Dans un avenir proche, les feux de signalisation seront peut-être capables de décider eux-mêmes si vous avez le droit de passer ou non. Des scientifiques de l’Université d’Ashton viennent en effet de développer un système basé sur une intelligence artificielle (IA) qui peut déterminer si le feu doit passer au vert ou non en fonction de la circulation observée en temps réel.
« En 2019, il a été estimé que la congestion dans les zones urbaines du Royaume-Uni faisait perdre environ 115 heures au résident britannique moyen – et 894 £ de gaspillage de carburant et de perte de revenus – chaque année », peut-on lire dans un communiqué de l’université d’Ashton qui détaille cette innovation. « L’une des principales causes de congestion est l’inadéquation des horaires des feux de circulation ».
Une équipe de chercheurs a donc décidé de prendre ce problème à bras le corps et de réfléchir à un système plus efficace pour les feux de signalisation, qui permettrait de fluidifier le trafic en tenant compte des données en temps réel. Pour cela, ils se sont basés sur l’intelligence artificielle, ou plus exactement, sur un programme pourvu d’un système d’apprentissage automatique. Un succès, affirment-ils, puisque les premiers tests ont pu démontrer que leur programme permettait de fluidifier le trafic de façon plus efficace que tous les autres systèmes automatiques déjà en place. Leurs résultats ont été publiés par l’université et présentés à la conférence Autonomous Agents and Multi-agent Systems, le 11 mai 2022.
Le principe de leur technologie est relativement simple, puisque l’IA se base sur le flux d’une caméra vidéo pour déterminer la densité du trafic et ajuster les feux de circulation en fonction de celle-ci. En fonction de ce qu’elle peut distinguer via vidéo, elle prend une décision, et surtout, est capable d’apprendre de ses erreurs pour améliorer ses résultats au fur et à mesure des tests.
Faire face aux imprévus
En guise d’entraînement, les scientifiques ont fait travailler leur programme sur une simulation nommée Traffic 3D. Celle-ci propose différentes conditions de circulation, de météorologie… Des véhicules d’urgence ont même été implémentés, pour vérifier le comportement de l’IA vis-à-vis de ces derniers. À chaque succès, le système se voyait attribuer une validation, une « récompense » en quelque sorte, un peu comme lorsque l’on souhaite dresser un animal.
L’équipe a « mis cela en place cela comme un jeu de contrôle de la circulation.
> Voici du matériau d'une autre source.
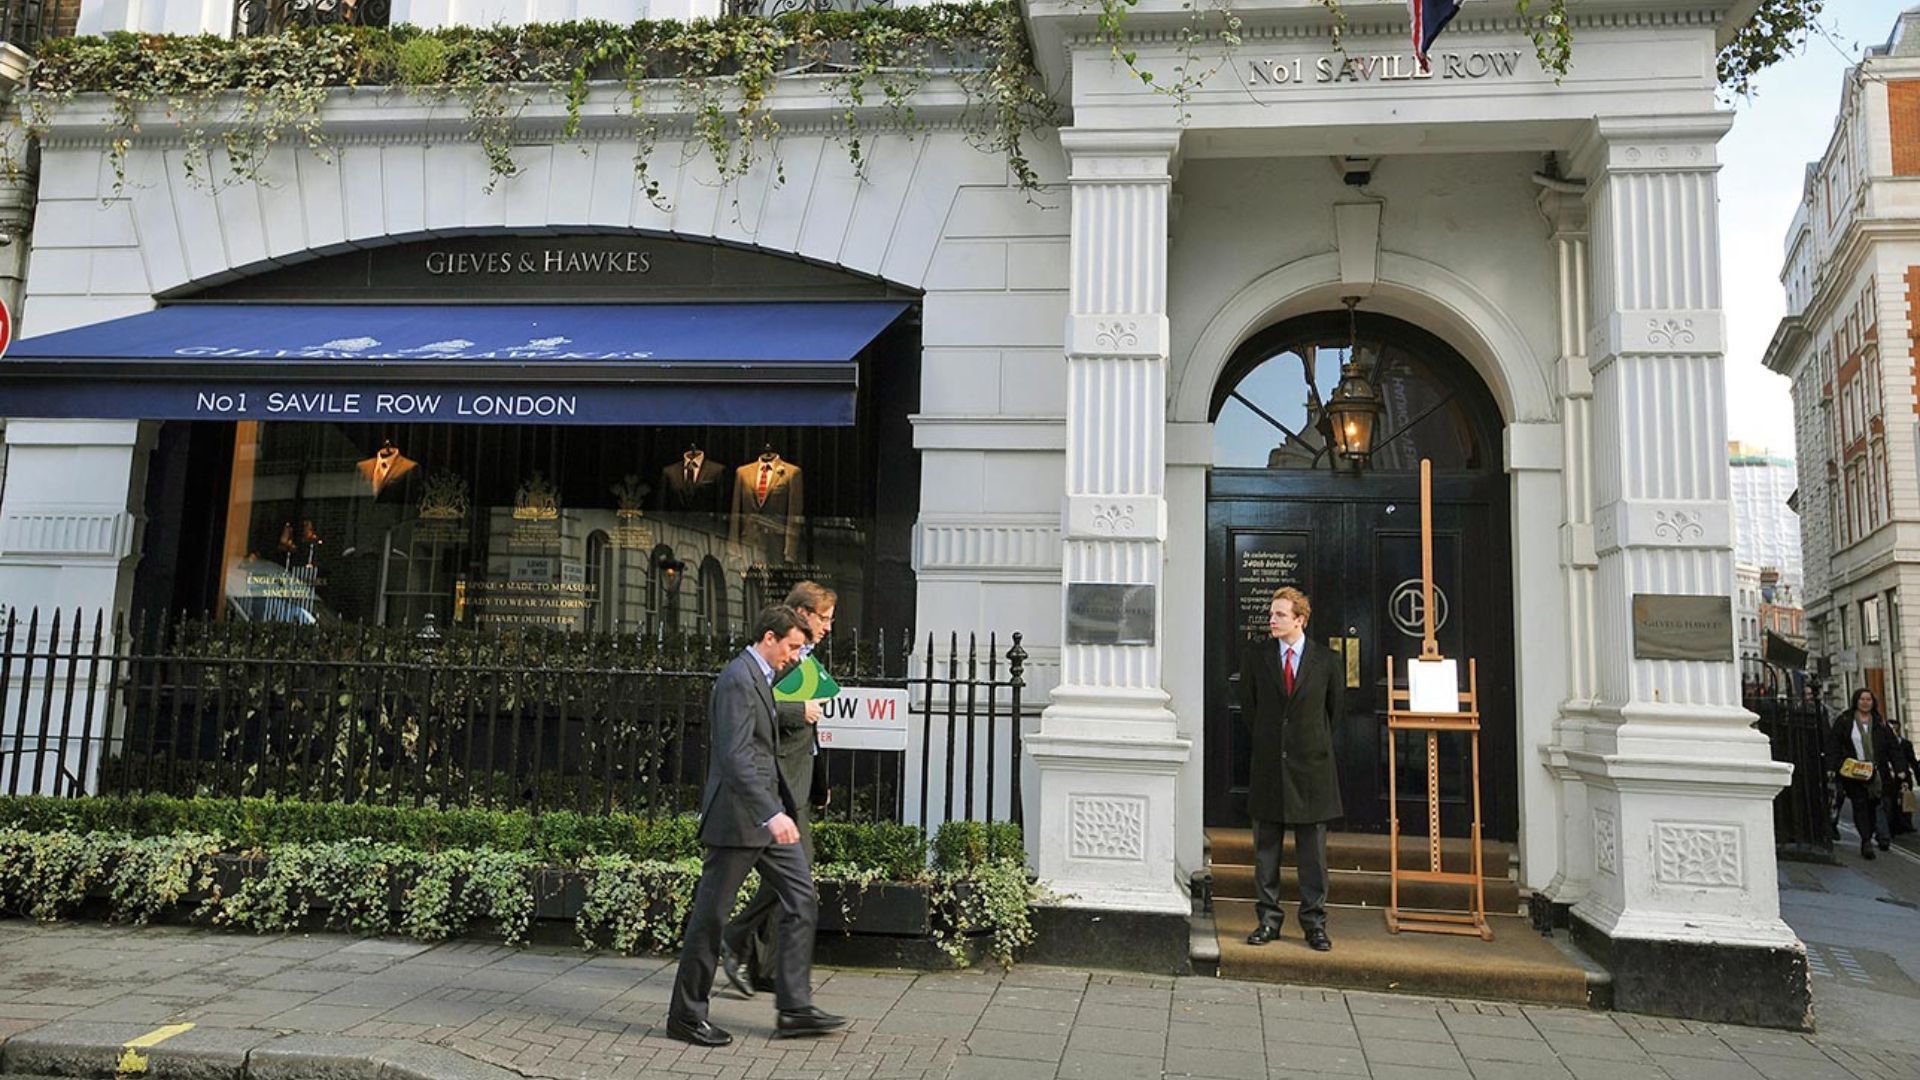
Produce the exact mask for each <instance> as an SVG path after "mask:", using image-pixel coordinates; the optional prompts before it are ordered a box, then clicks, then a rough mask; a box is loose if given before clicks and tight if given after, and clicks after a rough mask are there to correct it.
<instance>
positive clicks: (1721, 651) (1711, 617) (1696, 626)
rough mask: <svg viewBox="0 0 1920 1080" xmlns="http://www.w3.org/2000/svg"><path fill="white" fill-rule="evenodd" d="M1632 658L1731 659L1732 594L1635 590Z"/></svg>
mask: <svg viewBox="0 0 1920 1080" xmlns="http://www.w3.org/2000/svg"><path fill="white" fill-rule="evenodd" d="M1634 659H1695V661H1728V663H1732V659H1734V601H1732V598H1726V596H1672V594H1657V592H1636V594H1634Z"/></svg>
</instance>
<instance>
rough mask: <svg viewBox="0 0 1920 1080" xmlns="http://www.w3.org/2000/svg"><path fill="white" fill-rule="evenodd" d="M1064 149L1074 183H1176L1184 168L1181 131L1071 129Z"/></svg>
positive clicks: (1070, 175)
mask: <svg viewBox="0 0 1920 1080" xmlns="http://www.w3.org/2000/svg"><path fill="white" fill-rule="evenodd" d="M1060 146H1062V148H1064V150H1066V152H1068V161H1071V171H1069V177H1068V179H1069V181H1071V183H1100V184H1114V183H1167V184H1171V183H1173V177H1175V175H1177V173H1179V167H1181V133H1179V131H1156V129H1148V131H1102V129H1081V127H1069V129H1064V131H1062V133H1060Z"/></svg>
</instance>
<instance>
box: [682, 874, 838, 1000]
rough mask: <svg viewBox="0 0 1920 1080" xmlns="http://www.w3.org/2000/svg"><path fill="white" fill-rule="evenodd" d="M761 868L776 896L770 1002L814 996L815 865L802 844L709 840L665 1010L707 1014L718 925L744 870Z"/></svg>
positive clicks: (746, 874) (711, 984)
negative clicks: (669, 1004) (775, 912)
mask: <svg viewBox="0 0 1920 1080" xmlns="http://www.w3.org/2000/svg"><path fill="white" fill-rule="evenodd" d="M755 869H758V871H760V880H762V882H768V884H770V886H772V888H774V894H776V896H778V897H780V907H781V913H780V953H778V957H776V963H774V1007H778V1009H780V1011H787V1009H804V1007H808V1005H812V1003H814V984H812V978H814V924H816V922H818V915H820V913H818V905H820V901H818V899H816V897H814V871H812V867H810V865H808V859H806V851H803V849H801V846H799V844H768V846H766V847H708V849H707V861H705V865H703V867H701V884H699V888H695V890H693V911H689V913H687V940H685V944H684V945H682V947H680V972H678V974H676V976H674V999H672V1003H670V1005H668V1007H666V1015H668V1017H674V1019H680V1020H685V1022H689V1024H697V1022H701V1020H705V1019H707V1003H708V999H710V997H712V988H714V972H716V970H718V969H720V932H722V928H724V926H726V917H728V913H730V911H733V897H737V896H739V886H741V882H745V880H747V871H755Z"/></svg>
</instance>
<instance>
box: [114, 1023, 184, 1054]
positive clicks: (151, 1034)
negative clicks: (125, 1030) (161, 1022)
mask: <svg viewBox="0 0 1920 1080" xmlns="http://www.w3.org/2000/svg"><path fill="white" fill-rule="evenodd" d="M190 1030H194V1026H192V1024H167V1026H165V1028H154V1030H152V1032H146V1034H144V1036H140V1038H136V1040H129V1042H127V1049H154V1047H156V1045H159V1043H163V1042H167V1040H171V1038H173V1036H179V1034H186V1032H190Z"/></svg>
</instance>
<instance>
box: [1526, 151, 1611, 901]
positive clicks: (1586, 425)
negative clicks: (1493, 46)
mask: <svg viewBox="0 0 1920 1080" xmlns="http://www.w3.org/2000/svg"><path fill="white" fill-rule="evenodd" d="M1540 184H1542V190H1540V200H1538V202H1540V213H1542V215H1544V217H1546V219H1548V227H1549V229H1551V236H1549V240H1548V242H1549V244H1551V250H1553V265H1555V286H1557V288H1555V331H1557V332H1555V344H1557V357H1555V363H1553V371H1555V382H1557V394H1559V415H1561V461H1563V469H1561V500H1563V502H1561V546H1559V550H1561V580H1563V588H1565V598H1567V698H1565V701H1561V709H1559V717H1555V721H1553V740H1551V742H1549V744H1548V746H1544V748H1540V753H1542V759H1544V763H1546V767H1548V771H1549V773H1551V774H1553V778H1555V780H1559V790H1557V801H1559V821H1557V822H1555V830H1557V838H1559V867H1557V869H1555V872H1553V878H1551V882H1548V886H1546V888H1544V890H1542V892H1544V894H1546V899H1548V901H1549V903H1553V905H1555V907H1557V909H1561V911H1565V909H1567V907H1571V905H1574V903H1578V901H1580V899H1582V897H1584V896H1586V892H1588V888H1590V884H1592V878H1594V830H1592V811H1590V807H1588V798H1586V782H1584V780H1582V776H1580V773H1578V771H1576V769H1572V767H1571V765H1569V759H1567V755H1569V751H1574V753H1578V751H1582V749H1586V728H1588V724H1590V723H1592V717H1594V671H1596V640H1594V638H1596V634H1594V578H1596V571H1597V565H1599V555H1597V553H1596V552H1594V373H1592V369H1590V367H1588V359H1586V327H1588V323H1590V319H1588V246H1590V234H1588V213H1586V184H1578V183H1567V181H1549V179H1542V181H1540ZM1544 915H1546V913H1544V911H1536V913H1534V919H1536V920H1542V917H1544Z"/></svg>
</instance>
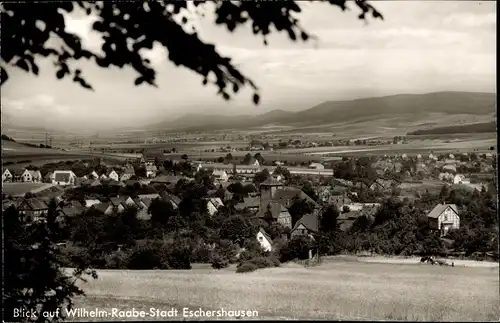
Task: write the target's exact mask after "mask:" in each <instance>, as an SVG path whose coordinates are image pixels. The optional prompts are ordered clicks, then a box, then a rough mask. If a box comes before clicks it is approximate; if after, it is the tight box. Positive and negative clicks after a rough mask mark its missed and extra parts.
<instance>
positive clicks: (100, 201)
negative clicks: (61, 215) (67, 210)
mask: <svg viewBox="0 0 500 323" xmlns="http://www.w3.org/2000/svg"><path fill="white" fill-rule="evenodd" d="M100 203H101V201H99V200H96V199H89V200H85V207H91V206H92V205H96V204H100Z"/></svg>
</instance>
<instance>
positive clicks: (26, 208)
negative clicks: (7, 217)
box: [19, 198, 49, 211]
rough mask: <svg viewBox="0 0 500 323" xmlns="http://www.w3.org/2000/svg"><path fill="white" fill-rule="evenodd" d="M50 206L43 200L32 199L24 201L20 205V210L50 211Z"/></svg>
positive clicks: (23, 200) (26, 199) (25, 200)
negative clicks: (45, 203)
mask: <svg viewBox="0 0 500 323" xmlns="http://www.w3.org/2000/svg"><path fill="white" fill-rule="evenodd" d="M48 208H49V207H48V205H47V204H45V202H43V201H42V200H41V199H38V198H30V199H24V200H23V201H22V202H21V203H20V204H19V209H20V210H33V211H36V210H46V209H48Z"/></svg>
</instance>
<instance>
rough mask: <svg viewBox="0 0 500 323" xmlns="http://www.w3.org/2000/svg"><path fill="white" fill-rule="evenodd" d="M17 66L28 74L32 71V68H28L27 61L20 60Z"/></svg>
mask: <svg viewBox="0 0 500 323" xmlns="http://www.w3.org/2000/svg"><path fill="white" fill-rule="evenodd" d="M16 66H17V67H19V68H21V69H23V70H25V71H26V72H29V71H30V68H29V66H28V63H26V61H25V60H24V59H19V60H18V61H17V62H16Z"/></svg>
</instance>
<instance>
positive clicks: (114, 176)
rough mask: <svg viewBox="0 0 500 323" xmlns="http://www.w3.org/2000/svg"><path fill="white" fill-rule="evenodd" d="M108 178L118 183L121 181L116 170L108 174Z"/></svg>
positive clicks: (118, 175)
mask: <svg viewBox="0 0 500 323" xmlns="http://www.w3.org/2000/svg"><path fill="white" fill-rule="evenodd" d="M106 177H107V178H109V179H112V180H115V181H117V182H118V181H119V180H120V176H119V175H118V173H117V172H116V171H115V170H110V171H108V173H107V174H106Z"/></svg>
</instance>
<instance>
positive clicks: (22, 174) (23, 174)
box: [21, 169, 33, 183]
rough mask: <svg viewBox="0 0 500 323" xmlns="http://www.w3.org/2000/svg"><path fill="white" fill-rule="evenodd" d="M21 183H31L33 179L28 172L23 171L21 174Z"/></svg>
mask: <svg viewBox="0 0 500 323" xmlns="http://www.w3.org/2000/svg"><path fill="white" fill-rule="evenodd" d="M21 182H29V183H31V182H33V178H32V175H31V172H30V171H29V170H27V169H25V170H24V171H23V173H22V174H21Z"/></svg>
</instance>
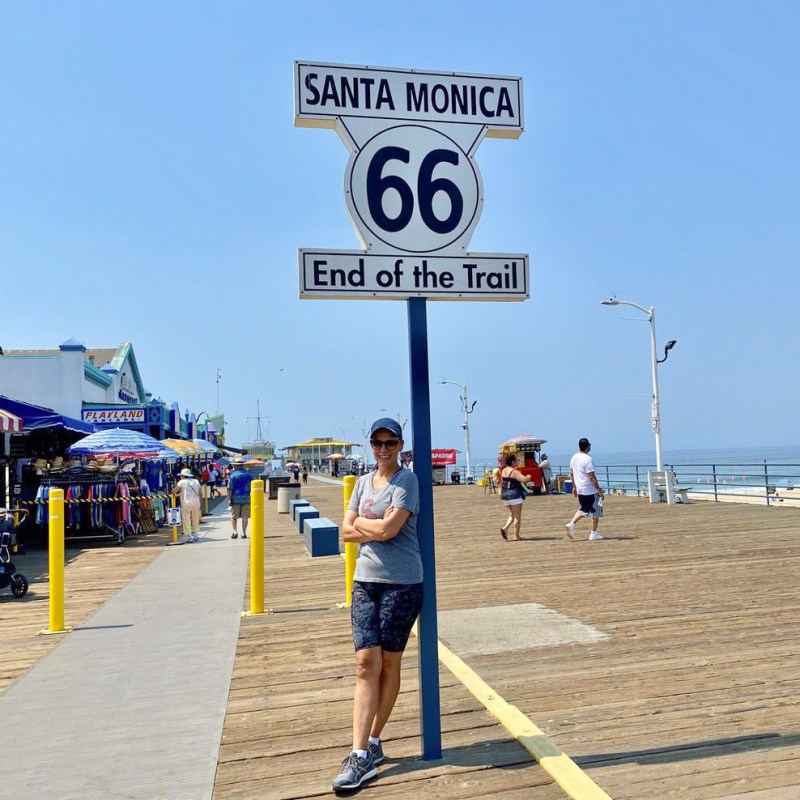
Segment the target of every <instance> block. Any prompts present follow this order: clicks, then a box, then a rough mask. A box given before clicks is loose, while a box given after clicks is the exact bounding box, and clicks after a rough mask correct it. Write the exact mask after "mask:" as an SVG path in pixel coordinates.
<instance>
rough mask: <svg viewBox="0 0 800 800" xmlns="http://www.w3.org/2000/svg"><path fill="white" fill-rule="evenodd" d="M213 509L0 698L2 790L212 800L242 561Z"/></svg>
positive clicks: (117, 796)
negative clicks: (212, 513)
mask: <svg viewBox="0 0 800 800" xmlns="http://www.w3.org/2000/svg"><path fill="white" fill-rule="evenodd" d="M219 508H220V510H221V511H222V514H219V515H214V516H212V517H206V518H205V520H204V522H203V528H202V531H201V532H202V534H203V538H202V539H201V541H200V542H197V543H194V544H189V545H182V546H180V547H168V548H166V549H165V550H164V552H163V553H162V554H161V555H159V556H158V557H157V558H156V559H155V560H154V561H153V562H152V563H151V564H150V565H149V566H148V567H147V568H146V569H145V570H144V571H143V572H141V573H140V574H139V575H138V576H137V577H136V578H134V579H133V580H132V581H131V582H130V583H129V584H128V585H127V586H125V588H124V589H122V591H120V592H119V593H118V594H117V595H115V596H114V597H113V598H112V599H111V600H110V601H109V602H108V603H106V605H105V606H103V608H101V609H100V611H98V612H97V613H96V614H95V615H94V616H93V617H91V618H90V619H89V620H87V621H86V622H85V623H84V624H82V625H81V626H79V627H78V628H76V629H75V630H74V631H73V632H71V633H68V634H66V635H64V639H63V641H62V642H61V643H60V644H59V646H58V647H57V648H56V649H55V650H53V651H52V652H50V653H49V654H48V655H46V656H45V657H44V658H42V659H41V660H40V661H39V662H37V663H36V664H35V666H34V667H33V668H31V669H30V670H29V671H28V672H27V673H25V675H23V676H22V677H21V678H20V679H19V680H17V681H16V682H15V683H14V684H12V686H10V687H9V688H8V690H6V692H5V693H4V694H2V695H0V720H2V725H0V754H2V755H0V787H3V790H5V789H12V787H13V788H14V796H19V797H24V798H26V800H51V799H52V798H59V800H117V799H119V800H122V798H125V800H156V799H157V798H168V799H169V800H178V799H179V798H180V799H183V798H185V800H202V799H205V798H208V799H209V800H210V798H211V796H212V793H213V788H214V778H215V773H216V766H217V756H218V753H219V744H220V738H221V736H222V726H223V721H224V718H225V710H226V706H227V700H228V691H229V687H230V680H231V674H232V670H233V664H234V658H235V655H236V644H237V640H238V635H239V622H240V618H241V610H242V603H243V595H244V587H245V579H246V574H247V564H248V557H249V541H248V540H245V541H244V542H243V541H241V540H236V541H232V540H231V539H230V523H229V514H228V513H227V509H226V508H225V507H224V506H220V507H219ZM1 794H2V791H0V795H1Z"/></svg>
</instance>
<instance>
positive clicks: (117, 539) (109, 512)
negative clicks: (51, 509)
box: [35, 471, 155, 544]
mask: <svg viewBox="0 0 800 800" xmlns="http://www.w3.org/2000/svg"><path fill="white" fill-rule="evenodd" d="M129 477H130V480H129ZM56 487H64V489H65V492H64V502H65V514H64V517H65V519H64V521H65V525H64V536H65V538H70V539H108V538H112V539H116V540H117V542H118V543H119V544H124V542H125V539H126V538H127V537H129V536H134V535H136V534H138V533H140V532H142V525H141V524H140V521H141V519H142V516H143V515H142V512H143V511H145V508H143V506H144V505H147V506H148V507H149V511H150V514H149V515H148V514H146V513H145V515H144V516H146V517H148V519H150V518H152V504H151V502H150V500H149V499H148V498H145V497H143V496H142V494H141V492H140V488H139V486H138V485H137V484H136V482H135V481H134V479H133V476H132V475H131V476H128V475H125V474H119V473H115V474H113V475H111V474H102V473H99V474H98V473H87V472H86V471H84V472H81V473H69V472H65V473H63V474H59V475H46V476H44V477H43V478H42V480H41V483H40V485H39V489H38V491H37V493H36V501H35V503H36V522H37V523H38V524H40V525H43V526H44V525H47V524H48V521H49V502H48V501H49V494H50V489H52V488H56ZM153 525H155V523H154V521H153Z"/></svg>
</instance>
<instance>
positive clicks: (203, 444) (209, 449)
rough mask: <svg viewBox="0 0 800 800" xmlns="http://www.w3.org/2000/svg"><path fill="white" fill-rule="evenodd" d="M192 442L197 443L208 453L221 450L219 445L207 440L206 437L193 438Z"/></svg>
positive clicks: (210, 452)
mask: <svg viewBox="0 0 800 800" xmlns="http://www.w3.org/2000/svg"><path fill="white" fill-rule="evenodd" d="M192 444H195V445H197V446H198V447H199V448H200V449H201V450H202V451H203V452H204V453H207V454H208V455H212V454H213V453H217V452H219V448H218V447H215V446H214V445H213V444H212V443H211V442H207V441H206V440H205V439H192Z"/></svg>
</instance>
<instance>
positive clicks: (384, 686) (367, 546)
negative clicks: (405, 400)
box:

Le programme obtient une ‘récompense’ lorsqu’il fait passer une voiture à un carrefour. Chaque fois qu’une voiture doit attendre où il y a un blocage, il y a une ‘récompense’ négative. Il n’y a en fait aucune contribution de notre part ; nous contrôlons simplement le système de récompense », explique Maria Chli, maître de conférence en informatique à l’Université d’Ashton.
Si l’apprentissage automatique a été privilégié, c’est parce qu’il permet au système de s’adapter à des situations même si elles n’ont pas été spécifiquement expérimentées ou programmées au préalable. À titre d’exemple, l’équipe a placé un obstacle physique pour créer un engorgement inhabituel, et le programme a tout de même été capable de s’adapter. « Tant qu’il existe un lien de causalité, l’ordinateur finira par déterminer quel est ce lien. C’est un système extrêmement puissant », explique George Vogiatzis, maître de conférences en informatique à l’Université d’Aston.
Lorsque l’IA a été testée sur une véritable route, elle est parvenue à s’adapter. Les chercheurs estiment donc qu’elle pourrait être utilisée dans de nombreuses situations de la vie réelle. Il existe déjà des systèmes d’automatisation des feux de circulation. Cependant, selon les scientifiques de cette étude, ils reposent généralement sur un système de détection qui s’enclenche lorsqu’une voiture passe sur une boucle d’induction magnétique. Cela permet donc aux feux de s’adapter au trafic, mais pas d’anticiper véritablement comme peut le faire une IA en se basant directement sur des données visuelles.
Les chercheurs espèrent pouvoir commencer à tester leur système en conditions réelles dès cette année. Ils affirment qu’il pourrait être installé à n’importe quel carrefour pour commencer à apprendre « par lui-même ». En outre, le déploiement ne serait pas nécessairement onéreux, puisque des caméras de surveillance de la circulation sont déjà en place dans de nombreuses villes, comme à Londres, qui en donne même l’accès au public sur un site dédié.